夏の夜の夢・あらし
シェークスピアの代表作2編を一冊にまとめたもの。どちらも妖精たちがひと働きする喜劇的な恋愛ファンタジー。夏の夜の夢のまちの商店主たちの演劇が、喜劇の中の喜劇になっていてこれがまた個人的には楽しい。
だめなものであればこそ、それを喜んでやるのが、吾らの心遣りというものであろう。(P.94、夏の夜の夢)
他方で、あらしのほうは若干説教臭い。というか、主人公の爺さんがそもそも説教臭いキャラだからか。

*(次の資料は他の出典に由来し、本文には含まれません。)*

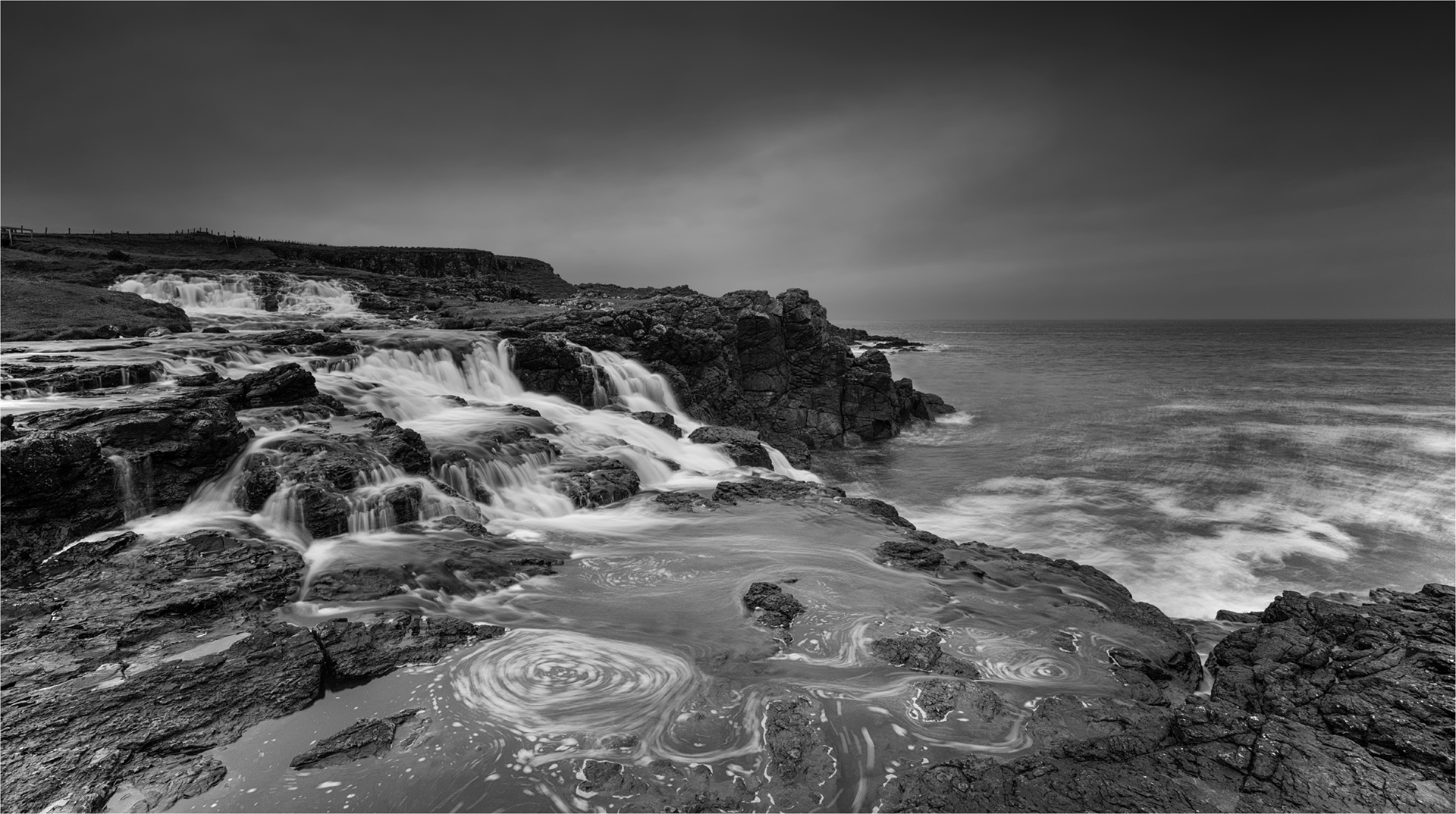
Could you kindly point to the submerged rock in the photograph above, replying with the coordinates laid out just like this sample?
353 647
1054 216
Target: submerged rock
1321 706
922 653
596 481
774 608
357 650
766 490
743 446
362 739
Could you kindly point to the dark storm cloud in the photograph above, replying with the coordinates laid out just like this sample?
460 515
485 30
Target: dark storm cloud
897 161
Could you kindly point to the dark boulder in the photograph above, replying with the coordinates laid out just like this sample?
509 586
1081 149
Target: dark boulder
403 447
910 554
663 421
294 337
463 561
337 347
596 481
57 488
1320 706
743 446
878 509
766 490
356 650
362 739
770 605
922 653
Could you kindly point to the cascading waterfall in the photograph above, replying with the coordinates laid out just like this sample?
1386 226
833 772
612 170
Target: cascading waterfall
638 648
242 295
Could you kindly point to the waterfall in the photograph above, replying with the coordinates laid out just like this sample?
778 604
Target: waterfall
130 493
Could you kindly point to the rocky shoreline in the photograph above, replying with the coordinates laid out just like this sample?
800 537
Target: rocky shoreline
126 657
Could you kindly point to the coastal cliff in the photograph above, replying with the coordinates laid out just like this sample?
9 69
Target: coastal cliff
130 656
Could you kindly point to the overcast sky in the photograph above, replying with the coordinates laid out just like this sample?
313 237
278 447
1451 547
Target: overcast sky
897 161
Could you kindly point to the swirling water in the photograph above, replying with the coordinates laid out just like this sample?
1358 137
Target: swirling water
1203 472
1206 465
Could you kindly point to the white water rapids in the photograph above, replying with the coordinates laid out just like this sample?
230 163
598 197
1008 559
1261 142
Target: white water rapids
639 648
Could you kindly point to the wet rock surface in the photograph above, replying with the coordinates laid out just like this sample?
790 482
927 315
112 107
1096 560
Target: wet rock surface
772 606
359 650
764 490
750 360
1321 706
743 446
363 739
924 654
460 564
596 481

手軽に得た宝は必ず手軽にあしらわれるもの......(P.151、あらし)
大事なのは道を行う事であって、怨みを晴らすことではない。(P.214、あらし)
とはいえ、お間抜けさんたちの素敵な発言も。
休みだ!休みだ、自由だ!自由だ、休みだ、自由だ!(P.180、あらし)
酔っ払いもたわごとも、よさそうな話だけどよく考えるとなんか変みたいな。
人は万人のために働くべし、吾が事に心を用うべからず(P.225、あらし)
ヘビーな悲劇よりは気楽に読めるけど、ちょっとあらしは重いかなぁ。軽いのと重いのでセットでシェークスピアを楽しめるお得な一冊ってことで。